The Oyo State Government has indicated its resolve to enforce total restriction of human and vehicular movements during the Saturday national monthly environmental sanitation exercise.
Making this disclosure in Ibadan, the state capital on Friday was the Commissioner, Ministry of Environment and Natural Resources, Dr. Abdulateef Oyeleke.
The restriction of movement, he said, would however not affect those on essential duties, including health workers, journalists and the law enforcement agents.
A statement made available to journalists by the commissioner indicated that the exercise would hold between 6am and 9am on Saturday, warning the residents against the violation of the environmental sanitation law.
The statement indicated that deviants would face severe penalties, stressing, “There shall be total restriction of both vehicular and human movement except for those on essential duties.”
It directs chairmen of Local Government and Local Council Development Areas in the state to ensure compliance in their respective domains as it is expected that citizens utilize the period to clean their surroundings.
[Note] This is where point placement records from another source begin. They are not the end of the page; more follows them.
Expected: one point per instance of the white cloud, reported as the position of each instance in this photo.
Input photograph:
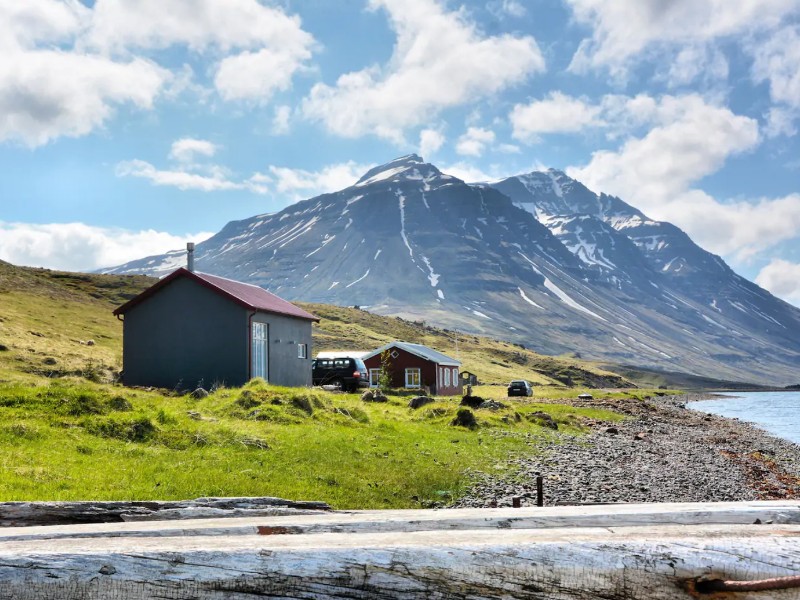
(691, 139)
(272, 45)
(281, 119)
(782, 278)
(300, 183)
(185, 149)
(776, 60)
(558, 113)
(430, 141)
(122, 25)
(697, 61)
(623, 31)
(45, 94)
(81, 247)
(473, 142)
(216, 179)
(657, 172)
(258, 75)
(440, 60)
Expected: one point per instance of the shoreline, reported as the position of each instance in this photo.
(663, 452)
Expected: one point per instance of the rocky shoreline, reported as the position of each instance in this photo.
(664, 452)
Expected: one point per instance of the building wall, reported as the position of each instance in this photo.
(429, 372)
(285, 333)
(183, 336)
(186, 335)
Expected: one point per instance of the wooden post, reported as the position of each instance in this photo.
(539, 490)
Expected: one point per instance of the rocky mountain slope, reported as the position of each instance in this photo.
(537, 259)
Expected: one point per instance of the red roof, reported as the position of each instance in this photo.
(247, 295)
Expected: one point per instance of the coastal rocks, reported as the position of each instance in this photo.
(662, 453)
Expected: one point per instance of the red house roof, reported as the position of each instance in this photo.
(247, 295)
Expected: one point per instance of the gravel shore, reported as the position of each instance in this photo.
(664, 452)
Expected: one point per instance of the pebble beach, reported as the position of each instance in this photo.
(662, 452)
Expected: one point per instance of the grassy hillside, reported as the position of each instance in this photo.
(493, 361)
(67, 431)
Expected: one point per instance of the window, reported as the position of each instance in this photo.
(413, 378)
(259, 351)
(374, 376)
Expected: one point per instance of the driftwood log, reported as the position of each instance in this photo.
(20, 514)
(625, 552)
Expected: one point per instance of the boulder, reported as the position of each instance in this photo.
(491, 405)
(418, 401)
(472, 401)
(465, 418)
(543, 419)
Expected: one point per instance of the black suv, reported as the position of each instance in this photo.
(520, 387)
(346, 373)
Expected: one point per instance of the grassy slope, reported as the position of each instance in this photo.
(67, 433)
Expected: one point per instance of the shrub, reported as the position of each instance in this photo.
(138, 429)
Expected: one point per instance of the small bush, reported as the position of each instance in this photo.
(120, 404)
(83, 404)
(139, 429)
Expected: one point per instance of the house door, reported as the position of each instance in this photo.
(259, 351)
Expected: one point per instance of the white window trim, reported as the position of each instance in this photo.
(377, 373)
(410, 371)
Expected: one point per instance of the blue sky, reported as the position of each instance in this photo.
(129, 127)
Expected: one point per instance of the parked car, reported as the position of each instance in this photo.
(344, 372)
(520, 387)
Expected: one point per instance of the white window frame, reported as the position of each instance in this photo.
(374, 377)
(410, 373)
(259, 350)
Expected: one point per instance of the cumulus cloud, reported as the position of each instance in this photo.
(216, 179)
(81, 247)
(625, 30)
(782, 278)
(281, 119)
(656, 173)
(300, 183)
(440, 60)
(186, 149)
(474, 141)
(558, 113)
(67, 68)
(776, 61)
(45, 94)
(430, 141)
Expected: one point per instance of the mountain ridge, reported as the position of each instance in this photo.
(538, 259)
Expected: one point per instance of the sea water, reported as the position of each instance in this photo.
(775, 412)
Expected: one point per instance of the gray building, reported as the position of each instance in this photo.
(192, 329)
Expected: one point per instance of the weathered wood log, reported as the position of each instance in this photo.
(297, 522)
(625, 552)
(17, 514)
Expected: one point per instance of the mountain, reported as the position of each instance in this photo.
(537, 259)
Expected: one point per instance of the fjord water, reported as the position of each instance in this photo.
(775, 412)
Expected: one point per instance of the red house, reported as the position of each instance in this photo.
(416, 366)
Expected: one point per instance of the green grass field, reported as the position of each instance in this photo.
(67, 432)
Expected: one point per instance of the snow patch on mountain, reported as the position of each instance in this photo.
(528, 300)
(352, 283)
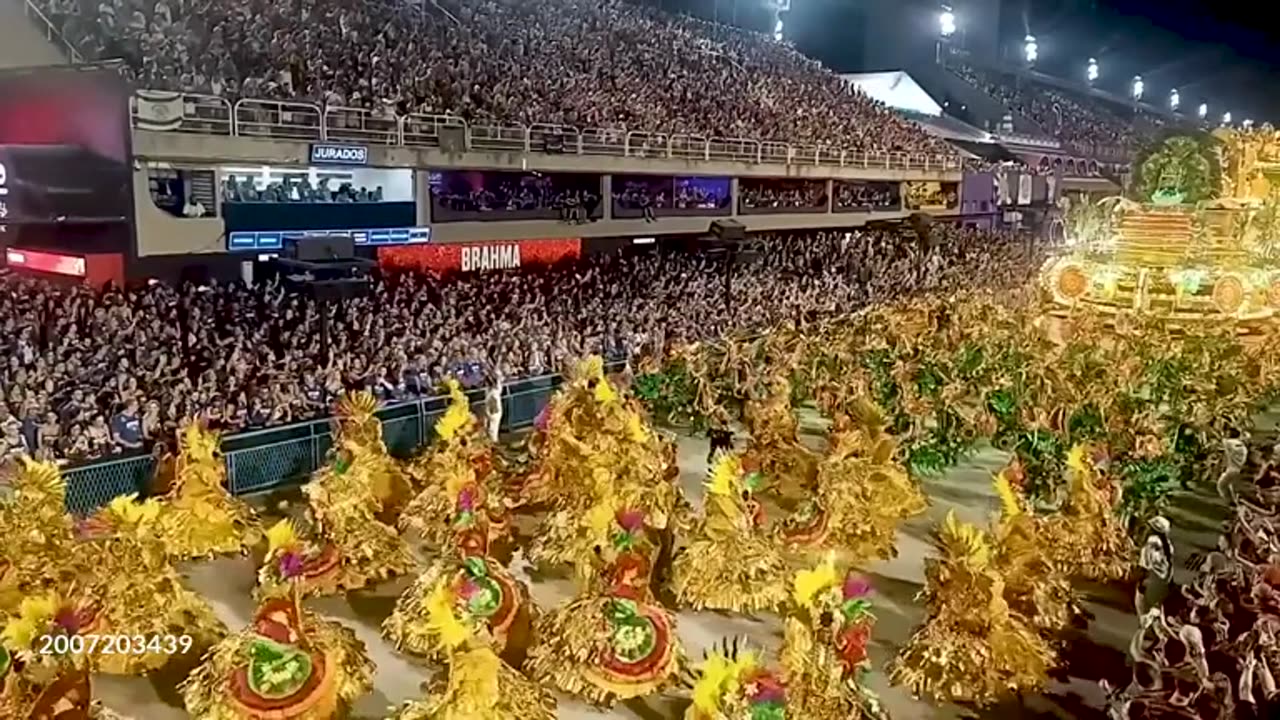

The release further directs all directors of Environmental Health Services in the 33 Local Governments and 35 Local Council Development Areas within the state to monitor the exercise as a matter of duty.
The statement, therefore, enjoined shop owners, market men and women, security operatives, Road Transport Employers Association of Nigeria, Tricycle Owners and Operators Association of Nigeria, the Association of Commercial Motorcycle Riders of Nigeria and the general public to comply with this directive.
It was gathered that the directive by the state government is sequel to the concern that was raised by concerned stakeholders recently on the sanitary condition of the state.
Against the claim the Chairman, Oyo State Waste Management Authority, Mr Morounfolu Adelore, that Ibadan is no more the dirtiest city in Africa, some people have said that the indiscriminate dumping of refuse in the state in recent time has assumed a worrisome level.
Meanwhile, Adelore had said, last year that the city had achieved 60 per cent compliance with waste management law, stressing that the present administration in the state set out to change the city from being ‘the dirtiest in Africa’ and through advocacy and enforcement, it achieved some of its aims.
He had said during an interview with journalists, “I will tell you that Ibadan has achieved 60 per cent adherence to regulations guiding waste disposal and management. If you go to areas where things used to be bad, we have changed the attitude of the people; it is progressing, people are complying daily. The system arrests offenders and fines them. This is a subtle enforcement.
“There was a time in the history of Oyo State that a former governor was given kudos for maintaining cleanliness in his first term and everything changed during the second term because the responsibility of this waste management agency was ceded to a consultant, the GM and directors were transferred back to their various ministries.
“Oyo State people are very simple and dynamic; it is a pace setter state, advocacy work will not stop, every nook and cranny will get the message and key into the clean and green architecture of OYOWMA.”